Toni Braxton is trapped in fame purgatory these days, now that she’s more of a reality show oddity than what she was originally, a cool bedroom-soul lady who was name-checked by a Spike Lee character in Do The Right Thing. Whatever nonsense is on her upcoming new album, Spell My Name, I’m sure it’s decent as long as she hasn’t switched over to doing Slim Whitman covers, but come on, isn’t there footage of her tripping over a Gucci bag and skinning her knee, or whatever happened on her reality show? Right, I’m supposed to take this seriously? Fine, I will, I’ll listen to her new single, “Dance,” and if I barf, it’s on you. Right, it isn’t bad, sort of like Sade but with more soul. Some gentle 1980s UFO bloops, a 1970s-radio orchestra section. Ha, now it’s getting all excitable toward the fadeout, and the overall effect is like a disco dance scene from The Love Boat. Let’s just forget this ever happened, fam, and move on to our next tale of terror.

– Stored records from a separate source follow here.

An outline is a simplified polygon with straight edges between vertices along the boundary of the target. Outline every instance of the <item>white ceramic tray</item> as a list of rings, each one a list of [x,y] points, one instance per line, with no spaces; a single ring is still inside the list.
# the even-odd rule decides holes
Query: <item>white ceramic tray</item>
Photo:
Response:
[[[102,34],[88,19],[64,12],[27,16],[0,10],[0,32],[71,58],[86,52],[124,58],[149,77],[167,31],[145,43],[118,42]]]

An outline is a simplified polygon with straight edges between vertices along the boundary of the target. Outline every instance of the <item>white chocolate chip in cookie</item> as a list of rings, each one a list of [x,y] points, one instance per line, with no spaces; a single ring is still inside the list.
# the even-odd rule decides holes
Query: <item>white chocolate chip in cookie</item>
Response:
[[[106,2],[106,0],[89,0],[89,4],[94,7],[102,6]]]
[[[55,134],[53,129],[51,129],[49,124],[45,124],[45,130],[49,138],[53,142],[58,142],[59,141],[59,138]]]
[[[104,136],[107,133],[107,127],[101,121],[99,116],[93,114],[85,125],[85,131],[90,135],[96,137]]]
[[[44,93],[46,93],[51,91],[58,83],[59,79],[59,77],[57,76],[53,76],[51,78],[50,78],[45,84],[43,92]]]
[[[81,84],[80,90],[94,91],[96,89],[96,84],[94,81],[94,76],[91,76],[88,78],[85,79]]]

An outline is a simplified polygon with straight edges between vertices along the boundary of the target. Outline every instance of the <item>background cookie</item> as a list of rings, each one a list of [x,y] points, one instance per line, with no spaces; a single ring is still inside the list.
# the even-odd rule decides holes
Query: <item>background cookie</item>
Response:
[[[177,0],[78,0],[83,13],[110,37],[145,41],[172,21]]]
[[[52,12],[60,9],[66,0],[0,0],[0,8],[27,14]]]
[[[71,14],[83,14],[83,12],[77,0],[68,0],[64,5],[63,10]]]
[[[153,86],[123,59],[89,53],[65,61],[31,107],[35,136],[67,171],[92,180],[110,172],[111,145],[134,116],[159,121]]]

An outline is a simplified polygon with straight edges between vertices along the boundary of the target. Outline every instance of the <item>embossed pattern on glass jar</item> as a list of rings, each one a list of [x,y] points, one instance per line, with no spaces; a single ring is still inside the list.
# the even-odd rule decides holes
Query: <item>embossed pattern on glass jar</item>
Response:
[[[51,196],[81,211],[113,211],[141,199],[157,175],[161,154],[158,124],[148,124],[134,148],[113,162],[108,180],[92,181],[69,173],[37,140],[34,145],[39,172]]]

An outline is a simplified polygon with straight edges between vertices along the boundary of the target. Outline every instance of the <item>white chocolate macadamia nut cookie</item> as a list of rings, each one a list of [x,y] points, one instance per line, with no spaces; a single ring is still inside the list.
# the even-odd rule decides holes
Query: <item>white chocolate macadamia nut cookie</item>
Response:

• I know I’ve talked about Toots & the Maytals in the past, in this award-winning column, but I totally forget/don’t care what they do, so this’ll be like that movie where Drew Barrymore forgets where she is every day upon waking up. Wait, here we are, they’re a Jamaican ska/rocksteady band, maybe I was thinking of someone else. The band’s new album, Got to Be Tough, is coming, and the title track is pretty standard one-drop chill with a cool guitar part. The lyrics are about caring, which obviously nails the current zeitgeist.

• We’ll end this week’s parade of shame with another soul singer, Bettye LaVette, who, to her credit, doesn’t have a stupid reality show. Blackbirds is the new album, “I Hold No Grudge” the single. OK, now this is authentic and awesome, torchy soul, electric piano, and her voice is all croaky and old. Nice.